Thursday, December 3, 2009
I am typing this while my computer balances on the bottom side of a Martinelli's Sparkling Cider box. We have no coffee table. There are no books left on our shelves. Although those, the boxes filling our living room, and the cans of primer, are the only signs that we are moving. Our pictures are still on the walls, our bed is still covered in blankets, my clothes are still strewn all over the floor, and I still caught up on my Glee fix via the internet tonight. The reality is though, we are moving, soon.

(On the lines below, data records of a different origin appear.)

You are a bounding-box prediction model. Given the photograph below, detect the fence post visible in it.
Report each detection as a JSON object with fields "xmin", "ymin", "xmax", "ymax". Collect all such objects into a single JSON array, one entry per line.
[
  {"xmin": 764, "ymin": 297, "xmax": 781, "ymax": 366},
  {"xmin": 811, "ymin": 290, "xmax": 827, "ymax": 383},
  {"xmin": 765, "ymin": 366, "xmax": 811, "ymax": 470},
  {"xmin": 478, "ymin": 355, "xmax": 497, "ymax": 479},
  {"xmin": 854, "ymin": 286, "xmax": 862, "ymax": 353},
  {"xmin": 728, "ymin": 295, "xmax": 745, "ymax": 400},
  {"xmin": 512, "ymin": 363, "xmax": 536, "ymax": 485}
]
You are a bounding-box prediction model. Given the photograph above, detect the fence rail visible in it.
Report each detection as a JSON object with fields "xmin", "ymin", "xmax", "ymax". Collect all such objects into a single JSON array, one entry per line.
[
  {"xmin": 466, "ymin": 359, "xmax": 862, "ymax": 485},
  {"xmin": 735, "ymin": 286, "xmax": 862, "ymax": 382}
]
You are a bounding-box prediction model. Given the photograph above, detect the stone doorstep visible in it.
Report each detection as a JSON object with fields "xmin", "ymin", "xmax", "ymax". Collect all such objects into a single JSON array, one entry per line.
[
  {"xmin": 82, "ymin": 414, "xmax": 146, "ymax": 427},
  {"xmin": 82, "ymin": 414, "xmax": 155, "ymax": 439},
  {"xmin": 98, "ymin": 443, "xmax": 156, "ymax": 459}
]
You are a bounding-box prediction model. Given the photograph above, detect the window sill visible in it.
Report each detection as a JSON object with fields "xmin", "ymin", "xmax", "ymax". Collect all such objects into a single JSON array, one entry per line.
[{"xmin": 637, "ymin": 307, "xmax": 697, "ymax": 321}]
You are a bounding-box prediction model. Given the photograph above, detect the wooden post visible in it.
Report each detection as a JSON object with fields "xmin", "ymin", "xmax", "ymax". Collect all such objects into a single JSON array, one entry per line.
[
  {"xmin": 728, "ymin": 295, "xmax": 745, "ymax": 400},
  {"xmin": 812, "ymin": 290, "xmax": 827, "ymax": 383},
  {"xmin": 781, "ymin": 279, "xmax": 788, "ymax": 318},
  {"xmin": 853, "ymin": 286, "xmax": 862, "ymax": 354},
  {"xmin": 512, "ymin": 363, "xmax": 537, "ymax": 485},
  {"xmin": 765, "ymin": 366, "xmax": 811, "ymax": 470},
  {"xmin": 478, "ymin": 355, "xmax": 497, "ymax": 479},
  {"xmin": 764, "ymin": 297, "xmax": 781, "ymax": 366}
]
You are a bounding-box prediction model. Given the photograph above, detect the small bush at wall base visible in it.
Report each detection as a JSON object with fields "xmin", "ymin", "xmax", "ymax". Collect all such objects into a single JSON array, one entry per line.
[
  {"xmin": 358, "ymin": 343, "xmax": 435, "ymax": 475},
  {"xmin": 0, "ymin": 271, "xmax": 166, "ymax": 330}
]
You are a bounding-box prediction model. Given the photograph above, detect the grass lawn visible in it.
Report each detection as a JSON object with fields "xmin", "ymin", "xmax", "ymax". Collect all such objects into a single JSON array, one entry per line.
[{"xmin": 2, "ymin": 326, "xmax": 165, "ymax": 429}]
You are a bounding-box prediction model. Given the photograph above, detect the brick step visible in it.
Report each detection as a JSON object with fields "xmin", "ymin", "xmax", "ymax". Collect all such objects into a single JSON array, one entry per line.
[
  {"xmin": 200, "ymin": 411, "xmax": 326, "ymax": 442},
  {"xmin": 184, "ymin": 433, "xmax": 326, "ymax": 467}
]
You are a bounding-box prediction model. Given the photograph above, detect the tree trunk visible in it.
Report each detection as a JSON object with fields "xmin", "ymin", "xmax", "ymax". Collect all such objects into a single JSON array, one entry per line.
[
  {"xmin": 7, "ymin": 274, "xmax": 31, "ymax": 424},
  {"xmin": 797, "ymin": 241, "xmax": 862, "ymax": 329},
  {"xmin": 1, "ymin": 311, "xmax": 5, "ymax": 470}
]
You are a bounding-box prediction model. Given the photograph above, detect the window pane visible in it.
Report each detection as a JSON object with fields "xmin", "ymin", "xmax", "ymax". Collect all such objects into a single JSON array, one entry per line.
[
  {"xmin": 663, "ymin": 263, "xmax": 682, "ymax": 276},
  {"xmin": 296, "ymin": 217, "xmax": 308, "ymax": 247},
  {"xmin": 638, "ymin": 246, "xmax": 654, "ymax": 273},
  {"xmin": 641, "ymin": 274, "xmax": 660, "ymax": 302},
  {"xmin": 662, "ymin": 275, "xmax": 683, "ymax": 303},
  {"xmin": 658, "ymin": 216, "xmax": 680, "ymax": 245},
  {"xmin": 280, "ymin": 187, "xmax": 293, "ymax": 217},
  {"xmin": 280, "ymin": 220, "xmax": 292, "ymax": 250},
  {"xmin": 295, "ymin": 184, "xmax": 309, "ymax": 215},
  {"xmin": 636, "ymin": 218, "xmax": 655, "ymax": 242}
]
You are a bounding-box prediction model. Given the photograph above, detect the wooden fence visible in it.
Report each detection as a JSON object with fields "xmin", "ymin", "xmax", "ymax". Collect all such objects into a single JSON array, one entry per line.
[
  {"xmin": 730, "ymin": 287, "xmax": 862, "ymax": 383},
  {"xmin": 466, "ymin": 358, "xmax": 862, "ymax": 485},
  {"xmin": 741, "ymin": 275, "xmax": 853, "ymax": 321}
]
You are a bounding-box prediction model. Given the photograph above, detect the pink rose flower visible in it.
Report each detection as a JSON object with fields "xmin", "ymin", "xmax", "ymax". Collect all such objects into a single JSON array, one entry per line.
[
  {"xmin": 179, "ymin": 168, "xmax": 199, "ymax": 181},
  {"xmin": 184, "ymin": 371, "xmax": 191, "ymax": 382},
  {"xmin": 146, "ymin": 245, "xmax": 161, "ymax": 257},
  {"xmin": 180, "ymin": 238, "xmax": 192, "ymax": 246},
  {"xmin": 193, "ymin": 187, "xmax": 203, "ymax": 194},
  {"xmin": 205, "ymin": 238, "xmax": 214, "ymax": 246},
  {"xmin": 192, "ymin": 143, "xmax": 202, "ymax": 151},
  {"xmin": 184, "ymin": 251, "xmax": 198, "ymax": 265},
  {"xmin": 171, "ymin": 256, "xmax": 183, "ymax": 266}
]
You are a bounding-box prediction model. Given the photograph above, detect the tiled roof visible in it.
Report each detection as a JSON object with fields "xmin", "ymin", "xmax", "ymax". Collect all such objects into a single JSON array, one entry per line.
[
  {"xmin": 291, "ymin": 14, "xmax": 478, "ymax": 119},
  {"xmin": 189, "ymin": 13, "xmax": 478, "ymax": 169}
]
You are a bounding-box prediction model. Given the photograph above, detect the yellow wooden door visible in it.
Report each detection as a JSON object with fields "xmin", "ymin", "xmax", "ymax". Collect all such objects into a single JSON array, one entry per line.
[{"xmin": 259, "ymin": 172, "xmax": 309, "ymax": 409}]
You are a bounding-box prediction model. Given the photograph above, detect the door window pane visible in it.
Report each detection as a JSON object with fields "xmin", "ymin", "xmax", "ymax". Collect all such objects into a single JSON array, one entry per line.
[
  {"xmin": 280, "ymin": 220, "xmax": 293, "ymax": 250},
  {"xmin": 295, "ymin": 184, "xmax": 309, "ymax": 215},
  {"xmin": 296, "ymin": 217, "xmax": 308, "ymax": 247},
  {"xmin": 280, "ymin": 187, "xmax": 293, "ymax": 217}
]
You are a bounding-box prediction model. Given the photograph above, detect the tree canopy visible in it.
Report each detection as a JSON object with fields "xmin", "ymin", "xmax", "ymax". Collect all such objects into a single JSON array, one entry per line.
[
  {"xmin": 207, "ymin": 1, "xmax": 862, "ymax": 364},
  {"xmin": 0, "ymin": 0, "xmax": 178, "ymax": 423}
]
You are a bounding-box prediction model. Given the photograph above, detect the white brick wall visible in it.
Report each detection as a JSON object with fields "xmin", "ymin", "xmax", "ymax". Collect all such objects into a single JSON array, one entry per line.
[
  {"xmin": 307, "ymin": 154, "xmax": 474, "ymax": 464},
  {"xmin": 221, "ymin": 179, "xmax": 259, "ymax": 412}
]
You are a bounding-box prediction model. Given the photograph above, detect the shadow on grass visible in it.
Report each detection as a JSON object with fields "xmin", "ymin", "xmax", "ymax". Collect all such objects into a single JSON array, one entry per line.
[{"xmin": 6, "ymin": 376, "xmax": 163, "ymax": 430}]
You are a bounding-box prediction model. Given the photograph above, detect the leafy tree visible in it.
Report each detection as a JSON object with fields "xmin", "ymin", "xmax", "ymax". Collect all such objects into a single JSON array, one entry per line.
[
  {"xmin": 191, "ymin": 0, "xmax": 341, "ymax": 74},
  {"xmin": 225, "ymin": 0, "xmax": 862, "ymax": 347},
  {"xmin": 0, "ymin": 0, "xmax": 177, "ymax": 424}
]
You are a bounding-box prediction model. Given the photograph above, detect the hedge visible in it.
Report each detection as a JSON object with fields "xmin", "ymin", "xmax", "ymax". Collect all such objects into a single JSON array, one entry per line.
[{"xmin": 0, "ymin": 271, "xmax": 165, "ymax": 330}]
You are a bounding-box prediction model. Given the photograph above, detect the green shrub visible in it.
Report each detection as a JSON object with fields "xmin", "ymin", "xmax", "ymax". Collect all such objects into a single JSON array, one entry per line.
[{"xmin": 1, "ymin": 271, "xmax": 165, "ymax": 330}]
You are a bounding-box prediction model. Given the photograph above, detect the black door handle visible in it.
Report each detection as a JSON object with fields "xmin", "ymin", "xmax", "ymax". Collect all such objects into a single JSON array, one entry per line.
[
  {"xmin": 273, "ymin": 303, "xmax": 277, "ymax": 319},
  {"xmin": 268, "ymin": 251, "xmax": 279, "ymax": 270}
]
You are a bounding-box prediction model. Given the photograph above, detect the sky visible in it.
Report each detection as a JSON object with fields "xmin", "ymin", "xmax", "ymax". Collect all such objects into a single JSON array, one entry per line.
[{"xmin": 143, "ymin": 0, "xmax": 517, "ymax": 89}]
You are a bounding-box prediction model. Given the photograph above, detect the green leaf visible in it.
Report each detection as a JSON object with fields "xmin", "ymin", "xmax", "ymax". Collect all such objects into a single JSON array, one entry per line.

I've been absent for a long time here at Casa Irlanda. I'd like to think it was because I've been so busy, actually physically busy, and just haven't had time to even look at a computer. The truth is I've probably spent more time surfin' the net in the last couple of months then in awhile. I am fully up to date on all the television ever. I am schooled in current fashion trends as well as Spring and Resort 2010. I know too much about other people's status'. It's just...I have been feeling on the verge of something for so long it didn't feel right to write about anything. Until today.
TODAY! My dad's birthday. The only one I've missed in a long long long time! Which is a bummer, and strange, and I hope his weekend is full of all the fun birthday things everyone deserves, and really I hope this birthdayness lasts all month, because I also believe everyone deserves that too...especially my dad.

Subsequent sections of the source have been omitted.